Die Evaluation der IP-Lösung

Um zu einer erfolgreichen Umsetzung zu gelangen, wurde die Evaluation in vier Schritten ausgeführt. Am Anfang stand das Pflichtenheft mit den von Migrol gewünschten Lösungen. Dann erfolgte die Ausschreibung an sechs verschiedene System-Lieferanten. Dem schloss sich der Vergleich der jeweiligen Produkte und Lösungen an. Schliesslich kam es zu einer weiteren Offertrunde, welche detaillierte Angaben von nur noch drei Lieferanten umfasste.
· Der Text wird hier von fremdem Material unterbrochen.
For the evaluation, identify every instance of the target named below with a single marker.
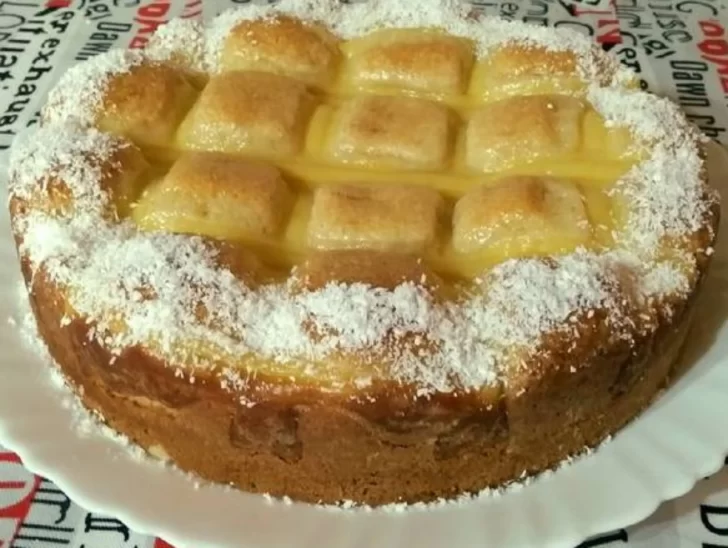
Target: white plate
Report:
(658, 457)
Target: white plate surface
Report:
(659, 457)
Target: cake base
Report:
(318, 447)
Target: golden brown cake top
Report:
(346, 194)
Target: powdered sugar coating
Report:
(403, 334)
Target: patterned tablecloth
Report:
(678, 47)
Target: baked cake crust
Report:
(305, 266)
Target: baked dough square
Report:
(517, 69)
(217, 195)
(423, 61)
(501, 135)
(520, 216)
(248, 112)
(145, 104)
(389, 132)
(284, 46)
(384, 218)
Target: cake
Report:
(381, 252)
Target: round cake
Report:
(381, 252)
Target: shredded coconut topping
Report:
(180, 40)
(141, 288)
(80, 91)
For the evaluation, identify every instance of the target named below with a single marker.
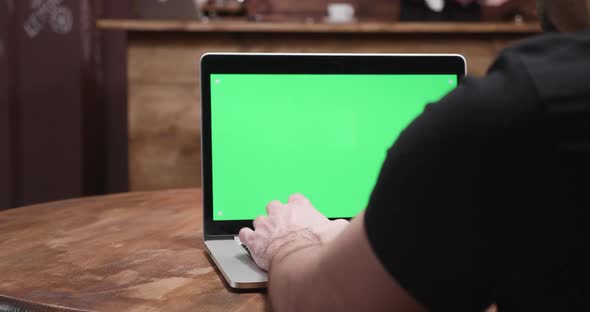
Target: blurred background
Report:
(102, 97)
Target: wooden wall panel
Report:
(164, 135)
(112, 86)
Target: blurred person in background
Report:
(483, 199)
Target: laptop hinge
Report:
(219, 237)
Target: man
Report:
(482, 200)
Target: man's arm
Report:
(320, 265)
(341, 275)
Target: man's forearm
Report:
(291, 279)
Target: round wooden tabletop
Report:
(124, 252)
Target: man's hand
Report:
(287, 228)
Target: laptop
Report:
(316, 124)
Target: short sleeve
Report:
(432, 216)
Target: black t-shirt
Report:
(484, 198)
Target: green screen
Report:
(324, 136)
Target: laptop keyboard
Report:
(237, 239)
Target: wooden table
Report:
(126, 252)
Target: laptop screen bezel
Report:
(270, 63)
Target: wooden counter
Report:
(242, 26)
(163, 67)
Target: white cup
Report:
(340, 12)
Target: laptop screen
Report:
(322, 135)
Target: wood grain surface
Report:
(126, 252)
(244, 26)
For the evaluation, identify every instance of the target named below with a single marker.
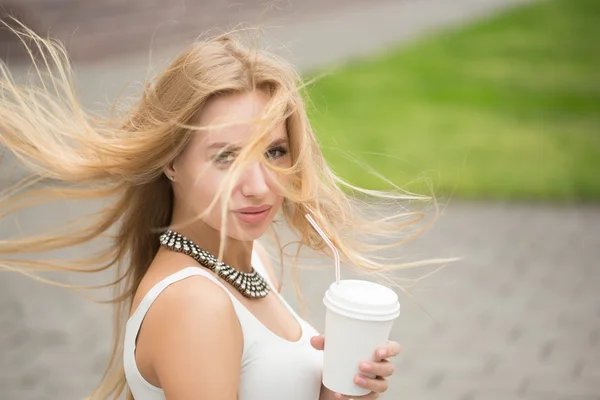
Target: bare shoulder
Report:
(266, 260)
(191, 333)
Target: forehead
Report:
(238, 110)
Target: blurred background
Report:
(493, 106)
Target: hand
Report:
(382, 368)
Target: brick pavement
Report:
(517, 318)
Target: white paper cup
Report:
(358, 320)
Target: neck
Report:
(236, 253)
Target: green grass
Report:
(507, 108)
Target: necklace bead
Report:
(249, 284)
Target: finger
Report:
(318, 342)
(378, 385)
(390, 349)
(381, 368)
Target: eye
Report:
(224, 157)
(276, 152)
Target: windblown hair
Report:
(120, 160)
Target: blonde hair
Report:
(121, 160)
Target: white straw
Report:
(336, 255)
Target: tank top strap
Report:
(135, 322)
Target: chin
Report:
(247, 234)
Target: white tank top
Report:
(272, 367)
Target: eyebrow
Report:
(233, 147)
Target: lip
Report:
(258, 209)
(253, 215)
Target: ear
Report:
(169, 170)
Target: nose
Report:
(255, 181)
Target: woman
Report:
(194, 174)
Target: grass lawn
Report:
(507, 108)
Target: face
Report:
(202, 169)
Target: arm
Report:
(197, 341)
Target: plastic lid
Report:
(362, 300)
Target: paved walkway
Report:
(518, 318)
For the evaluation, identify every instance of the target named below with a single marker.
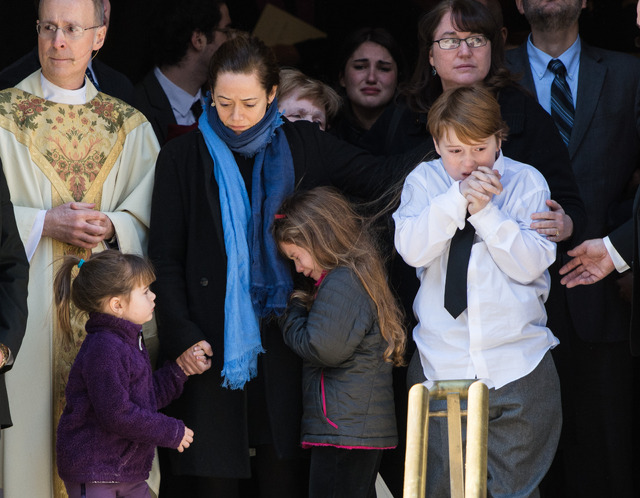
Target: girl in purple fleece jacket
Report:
(110, 425)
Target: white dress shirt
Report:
(180, 100)
(502, 335)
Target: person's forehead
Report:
(67, 10)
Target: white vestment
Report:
(124, 144)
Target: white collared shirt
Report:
(180, 100)
(543, 77)
(502, 335)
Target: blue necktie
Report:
(562, 109)
(91, 78)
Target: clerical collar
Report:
(61, 95)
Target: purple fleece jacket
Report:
(111, 425)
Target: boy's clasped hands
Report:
(479, 187)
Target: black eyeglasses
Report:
(71, 31)
(475, 41)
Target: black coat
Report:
(14, 277)
(151, 101)
(186, 246)
(604, 149)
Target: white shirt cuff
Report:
(618, 261)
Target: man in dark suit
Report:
(14, 277)
(104, 78)
(602, 136)
(188, 34)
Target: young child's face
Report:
(460, 159)
(139, 307)
(305, 263)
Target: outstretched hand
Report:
(187, 439)
(591, 263)
(196, 359)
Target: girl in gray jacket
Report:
(348, 330)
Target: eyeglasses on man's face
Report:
(71, 31)
(475, 41)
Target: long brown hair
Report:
(466, 15)
(105, 275)
(324, 223)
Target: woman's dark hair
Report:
(466, 15)
(104, 275)
(376, 35)
(245, 54)
(174, 23)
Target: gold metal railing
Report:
(473, 483)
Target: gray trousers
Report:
(525, 418)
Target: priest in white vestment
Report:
(79, 165)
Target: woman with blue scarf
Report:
(221, 280)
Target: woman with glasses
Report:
(461, 44)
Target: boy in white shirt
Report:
(481, 314)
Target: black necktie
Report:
(92, 79)
(196, 109)
(562, 109)
(455, 288)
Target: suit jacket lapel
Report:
(211, 189)
(590, 80)
(518, 60)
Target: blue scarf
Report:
(258, 278)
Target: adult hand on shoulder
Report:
(77, 223)
(555, 224)
(196, 359)
(479, 187)
(187, 439)
(591, 262)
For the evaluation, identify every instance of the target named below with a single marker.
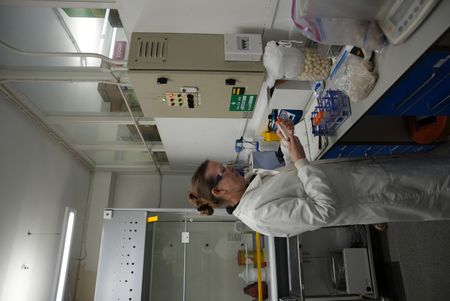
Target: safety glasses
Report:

Eine Lösung, die alle Vorgaben erfüllt

Zum Zuge kam am Ende eine Avaya-Lösung. Ausschlaggebend dafür war, dass damit die Telefonie- wie auch die Call-Center-Anwendung in einem System und in einer Lösung aufgebaut werden kann. Und selbstverständlich beinhaltet die gewählte Variante auch die Betreuung der neuen Anlage durch den Lieferanten.
Die Darstellung auf Seite 19 zeigt den neu gewählten Aufbau der Telekomunikation am Beispiel der Hauptanlage in Zürich und den einzelnen eigenen Systemen in den Aussenstandorten. Diese behalten auch mit dem neuen System ihre gewünschte Eigenständigkeit einschliesslich der bestehenden Rufnummern. Zudem findet der Telefonverkehr in der Region statt. Die VPN-Datenleitung zwischen dem Hauptsitz und den Regionen ist um ein halbes MBit Bandbreite erhöht worden und dient neu für diverse Bereiche des Informationsaustausches.
Die gewünschte Integration der Regionen ist ebenfalls realisiert. Der Call-Center-Supervisor in Zürich und die jeweiligen Supervisor jeder Region haben nun alle nötigen Informationen wie etwa die Agenten-Zustände «an- oder abgemeldet», «Pause», «Bearbeitungszeit» und so weiter auf ihrem Bildschirm zur Verfügung.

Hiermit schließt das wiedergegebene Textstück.